Throughout this scene the tension oozes from Cathryn's character, freezing the souls of everyone watching.

Is there nothing this pair can't do?

I rather think not. See this if you can.


CHRIS ARNOT writes: I felt immediately comfortable nursing a pint at a table close to the stage while savouring the setting. We’d been transported back to a northern public bar in the late 80s or early 90s.

Oasis were booming from the jukebox, two bottles of Newcastle Brown Ale nestled near the spirit dispensers. Ash-trays had been laid at the centre of proper pub tables of intricate metalwork topped with weathered wood. Wine was £1 a glass, yet some women were still asking for Babycham. More mild ale than bitter seemed to be gushing from the pumps.

For those pulling the pumps, however, bitterness was all too evident. No, it wasn’t directed towards the customers. Forced smiles and false conviviality were handed over the bar with the glasses and tankards.

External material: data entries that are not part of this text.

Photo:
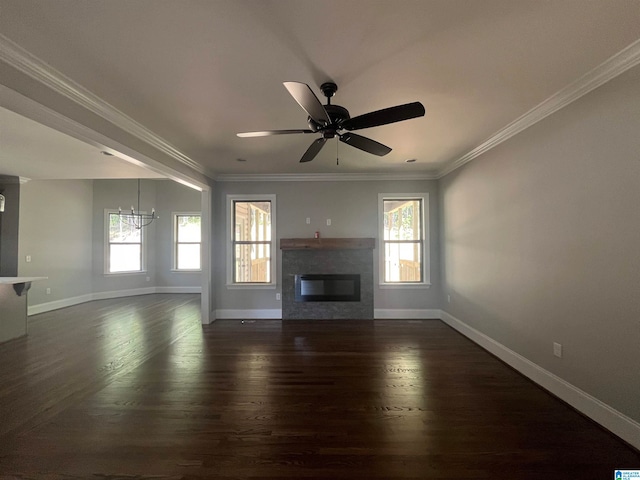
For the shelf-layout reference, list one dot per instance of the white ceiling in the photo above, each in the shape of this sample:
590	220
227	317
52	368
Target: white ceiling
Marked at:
197	72
36	152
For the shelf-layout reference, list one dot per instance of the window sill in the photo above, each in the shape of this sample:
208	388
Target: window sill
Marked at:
136	272
251	286
404	285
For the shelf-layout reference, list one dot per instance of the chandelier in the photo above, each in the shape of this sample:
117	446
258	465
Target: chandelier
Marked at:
135	218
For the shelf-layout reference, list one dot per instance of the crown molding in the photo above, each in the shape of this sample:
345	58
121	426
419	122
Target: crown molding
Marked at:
27	63
619	63
323	177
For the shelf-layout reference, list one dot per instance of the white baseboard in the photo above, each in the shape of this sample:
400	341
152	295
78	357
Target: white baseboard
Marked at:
406	313
178	290
57	304
123	293
624	427
276	313
256	314
69	302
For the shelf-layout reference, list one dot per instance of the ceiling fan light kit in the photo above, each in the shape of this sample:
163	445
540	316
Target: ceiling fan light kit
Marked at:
329	120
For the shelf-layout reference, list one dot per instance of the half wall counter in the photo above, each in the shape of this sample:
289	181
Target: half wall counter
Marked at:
13	306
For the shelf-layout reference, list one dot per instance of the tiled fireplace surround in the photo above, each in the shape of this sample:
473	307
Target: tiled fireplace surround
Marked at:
327	256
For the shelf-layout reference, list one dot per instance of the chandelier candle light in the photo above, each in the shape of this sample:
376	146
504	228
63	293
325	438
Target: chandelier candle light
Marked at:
137	220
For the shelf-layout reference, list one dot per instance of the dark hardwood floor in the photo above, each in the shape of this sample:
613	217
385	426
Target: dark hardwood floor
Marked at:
137	388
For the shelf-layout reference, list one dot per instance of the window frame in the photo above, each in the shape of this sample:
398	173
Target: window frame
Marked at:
231	200
107	247
175	243
424	234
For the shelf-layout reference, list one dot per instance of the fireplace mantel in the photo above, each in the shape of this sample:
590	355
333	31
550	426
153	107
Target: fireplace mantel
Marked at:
327	243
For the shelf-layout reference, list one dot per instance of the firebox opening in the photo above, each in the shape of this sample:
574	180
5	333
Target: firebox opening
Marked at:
327	288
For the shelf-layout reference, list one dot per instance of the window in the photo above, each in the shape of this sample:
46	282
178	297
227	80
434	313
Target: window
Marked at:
187	237
251	235
124	251
404	247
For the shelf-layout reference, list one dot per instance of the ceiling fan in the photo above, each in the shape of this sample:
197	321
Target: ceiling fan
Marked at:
330	120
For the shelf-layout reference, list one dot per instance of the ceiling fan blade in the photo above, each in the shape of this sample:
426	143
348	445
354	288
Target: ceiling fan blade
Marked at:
302	93
267	133
364	143
313	150
385	116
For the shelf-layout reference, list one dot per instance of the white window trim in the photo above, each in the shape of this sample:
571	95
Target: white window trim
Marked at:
143	262
174	243
229	234
426	256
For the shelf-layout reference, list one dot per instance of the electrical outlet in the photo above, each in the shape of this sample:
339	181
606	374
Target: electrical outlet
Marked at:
557	349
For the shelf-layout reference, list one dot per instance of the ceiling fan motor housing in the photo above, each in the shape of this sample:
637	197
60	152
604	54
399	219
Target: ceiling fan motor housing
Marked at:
337	115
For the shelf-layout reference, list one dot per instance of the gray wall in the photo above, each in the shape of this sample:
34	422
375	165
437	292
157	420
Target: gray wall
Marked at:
55	230
114	194
171	197
541	243
353	210
166	197
62	229
9	220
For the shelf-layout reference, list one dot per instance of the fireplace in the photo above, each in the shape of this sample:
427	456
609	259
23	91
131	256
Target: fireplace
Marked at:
327	278
327	288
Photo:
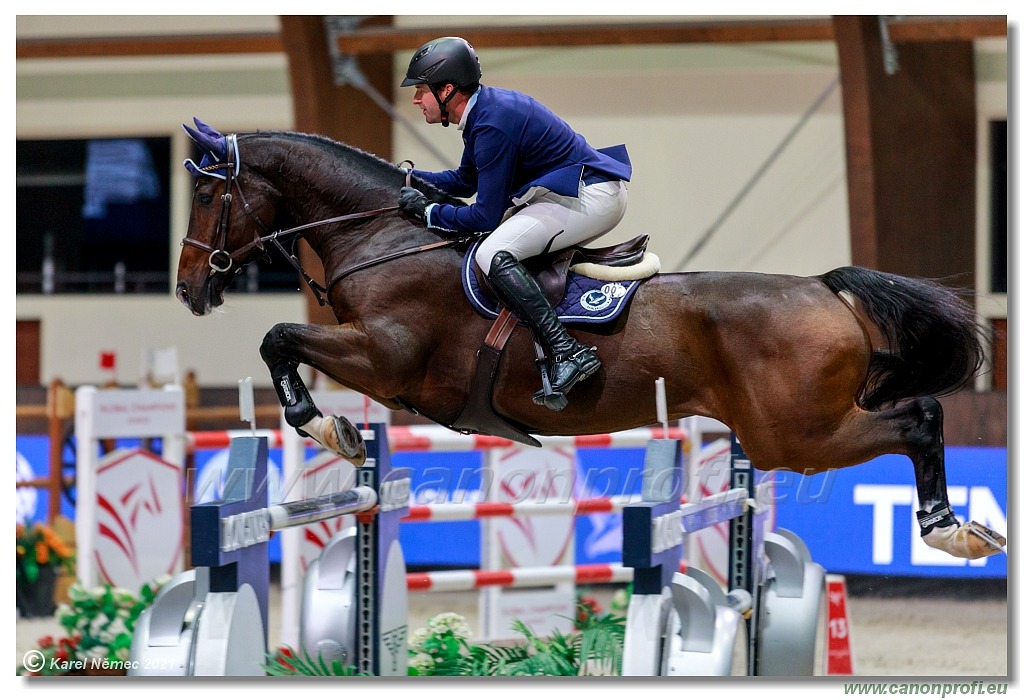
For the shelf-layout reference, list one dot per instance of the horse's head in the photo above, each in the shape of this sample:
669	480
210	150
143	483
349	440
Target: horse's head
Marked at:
231	208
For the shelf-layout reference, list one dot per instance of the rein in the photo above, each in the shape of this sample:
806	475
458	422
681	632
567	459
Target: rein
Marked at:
217	252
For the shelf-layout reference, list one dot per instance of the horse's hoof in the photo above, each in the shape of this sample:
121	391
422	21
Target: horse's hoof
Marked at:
342	438
971	540
555	401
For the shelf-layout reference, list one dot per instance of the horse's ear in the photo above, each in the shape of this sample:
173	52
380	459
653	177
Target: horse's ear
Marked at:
206	128
215	145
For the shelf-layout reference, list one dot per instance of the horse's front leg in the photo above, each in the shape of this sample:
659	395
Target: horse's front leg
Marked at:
338	351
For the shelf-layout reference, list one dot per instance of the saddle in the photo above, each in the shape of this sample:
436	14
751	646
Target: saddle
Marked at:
551	271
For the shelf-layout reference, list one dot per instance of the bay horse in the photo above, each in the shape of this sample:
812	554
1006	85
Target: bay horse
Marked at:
786	362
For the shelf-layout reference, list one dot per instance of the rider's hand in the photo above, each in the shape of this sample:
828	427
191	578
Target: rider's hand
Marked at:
414	204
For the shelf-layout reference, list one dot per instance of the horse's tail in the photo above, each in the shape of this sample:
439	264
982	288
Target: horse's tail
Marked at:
933	336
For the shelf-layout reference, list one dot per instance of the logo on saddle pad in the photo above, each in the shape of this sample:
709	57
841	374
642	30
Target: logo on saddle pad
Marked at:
598	300
586	301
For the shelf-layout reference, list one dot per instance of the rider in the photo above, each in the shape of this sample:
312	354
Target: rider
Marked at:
539	186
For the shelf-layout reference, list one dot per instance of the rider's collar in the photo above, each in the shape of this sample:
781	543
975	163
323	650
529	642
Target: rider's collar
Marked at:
209	165
465	113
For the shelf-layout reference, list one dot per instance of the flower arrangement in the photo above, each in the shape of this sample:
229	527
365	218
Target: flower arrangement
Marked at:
98	622
440	648
39	547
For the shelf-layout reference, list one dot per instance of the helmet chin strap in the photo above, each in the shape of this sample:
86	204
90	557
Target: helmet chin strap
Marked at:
442	103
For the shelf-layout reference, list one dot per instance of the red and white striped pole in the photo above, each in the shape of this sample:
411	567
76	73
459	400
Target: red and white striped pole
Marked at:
471	579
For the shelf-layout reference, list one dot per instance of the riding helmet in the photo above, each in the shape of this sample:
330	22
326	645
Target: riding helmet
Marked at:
449	59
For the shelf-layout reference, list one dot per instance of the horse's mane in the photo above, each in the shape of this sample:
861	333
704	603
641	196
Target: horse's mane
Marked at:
373	167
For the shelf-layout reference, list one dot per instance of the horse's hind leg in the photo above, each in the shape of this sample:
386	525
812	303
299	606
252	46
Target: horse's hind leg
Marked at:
939	528
334	433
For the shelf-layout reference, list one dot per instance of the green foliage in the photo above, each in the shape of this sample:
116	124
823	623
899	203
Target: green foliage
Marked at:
98	622
595	647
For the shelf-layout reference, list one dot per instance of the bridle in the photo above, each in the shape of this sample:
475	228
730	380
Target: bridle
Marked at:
221	261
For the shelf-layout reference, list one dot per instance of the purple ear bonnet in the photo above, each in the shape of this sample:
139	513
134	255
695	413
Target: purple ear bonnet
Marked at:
214	146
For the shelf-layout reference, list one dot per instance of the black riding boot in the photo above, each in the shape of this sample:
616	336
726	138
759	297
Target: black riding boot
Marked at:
570	361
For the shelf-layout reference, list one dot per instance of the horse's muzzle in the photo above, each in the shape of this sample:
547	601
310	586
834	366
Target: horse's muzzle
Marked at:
199	304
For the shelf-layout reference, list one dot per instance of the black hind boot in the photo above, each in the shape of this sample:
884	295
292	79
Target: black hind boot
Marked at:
570	361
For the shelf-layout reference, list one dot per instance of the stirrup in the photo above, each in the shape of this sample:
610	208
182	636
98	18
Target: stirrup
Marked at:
547	397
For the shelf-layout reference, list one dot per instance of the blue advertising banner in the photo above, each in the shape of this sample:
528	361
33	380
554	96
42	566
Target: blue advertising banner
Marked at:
858	520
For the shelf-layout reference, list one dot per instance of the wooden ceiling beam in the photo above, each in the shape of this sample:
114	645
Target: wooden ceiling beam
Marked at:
376	40
112	47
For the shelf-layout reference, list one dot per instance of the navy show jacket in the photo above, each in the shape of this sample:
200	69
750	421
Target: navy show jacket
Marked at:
513	143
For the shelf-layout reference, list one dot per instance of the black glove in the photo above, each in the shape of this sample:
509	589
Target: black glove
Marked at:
413	203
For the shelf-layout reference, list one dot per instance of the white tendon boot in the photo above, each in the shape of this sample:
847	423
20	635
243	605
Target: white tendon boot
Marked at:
970	540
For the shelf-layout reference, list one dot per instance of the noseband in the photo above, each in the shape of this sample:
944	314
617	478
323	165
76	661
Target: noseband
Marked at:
220	260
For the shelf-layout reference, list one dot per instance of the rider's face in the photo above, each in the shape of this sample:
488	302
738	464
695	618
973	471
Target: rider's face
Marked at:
425	99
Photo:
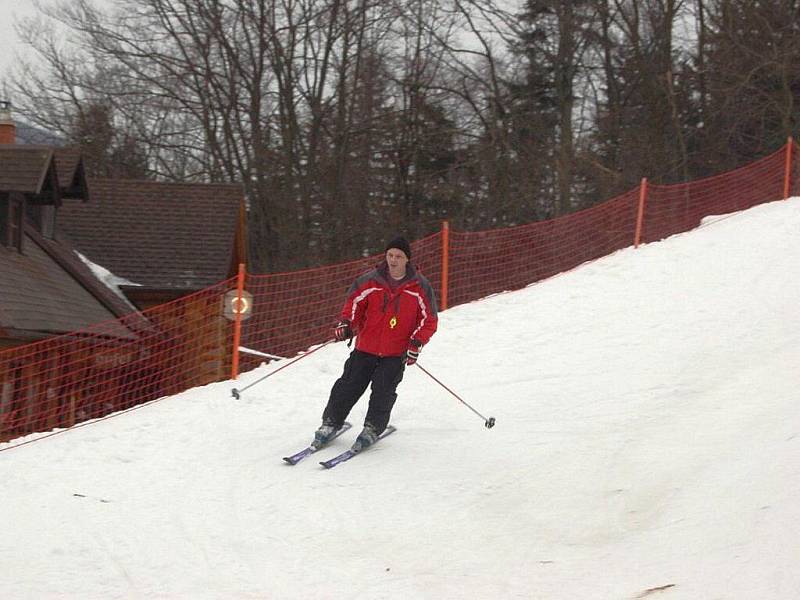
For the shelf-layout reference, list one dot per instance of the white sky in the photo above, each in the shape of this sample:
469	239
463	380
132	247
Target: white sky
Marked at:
10	45
647	445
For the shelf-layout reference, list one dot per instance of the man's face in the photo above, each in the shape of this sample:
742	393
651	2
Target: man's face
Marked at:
397	261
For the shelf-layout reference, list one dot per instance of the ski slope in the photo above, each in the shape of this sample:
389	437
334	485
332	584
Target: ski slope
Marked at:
647	446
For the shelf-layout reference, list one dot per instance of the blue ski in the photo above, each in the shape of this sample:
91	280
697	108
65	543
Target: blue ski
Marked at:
348	454
296	458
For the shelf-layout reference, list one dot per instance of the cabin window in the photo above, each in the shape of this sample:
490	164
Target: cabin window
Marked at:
11	219
43	217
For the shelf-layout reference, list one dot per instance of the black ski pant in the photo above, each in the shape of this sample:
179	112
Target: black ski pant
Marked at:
385	374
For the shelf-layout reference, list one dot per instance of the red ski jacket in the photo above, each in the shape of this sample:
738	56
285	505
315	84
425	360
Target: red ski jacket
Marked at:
387	317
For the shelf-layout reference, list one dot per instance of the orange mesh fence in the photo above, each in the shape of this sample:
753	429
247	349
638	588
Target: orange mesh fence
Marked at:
488	262
62	381
671	209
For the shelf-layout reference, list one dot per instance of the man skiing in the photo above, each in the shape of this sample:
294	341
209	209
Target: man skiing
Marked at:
392	312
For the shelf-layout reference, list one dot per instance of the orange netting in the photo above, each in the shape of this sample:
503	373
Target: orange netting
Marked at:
112	366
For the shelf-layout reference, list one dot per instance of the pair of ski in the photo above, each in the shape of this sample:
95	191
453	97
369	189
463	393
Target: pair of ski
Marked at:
339	458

Then landlord and landlady would revert to lengthy silences interrupted by occasional vicious threats.

The reason for the hostility underlying the hospitality was revealed towards the end of this one-act, two hander, shortly before the ‘Two’ stars - Cathryn Bowler and Gareth Cooper - took a well-deserved bow at the end of a memorable evening.

Director Helen Withers had had them moving effortlessly from one role to another, changing mood and costume with remarkable speed. Jovial repartee with the audience one minute, vindictive intimacy with each other the next.

The revelatory climax of the play turned out to be surprisingly touching. By that time we’d been given insights into lives that, in most cases, were far from comfortable. Altogether a memorable evening.

Time, perhaps, for a lengthy discussion in the bar next door over a pint and a glass of red for “the missus” that cost a bit more than a quid.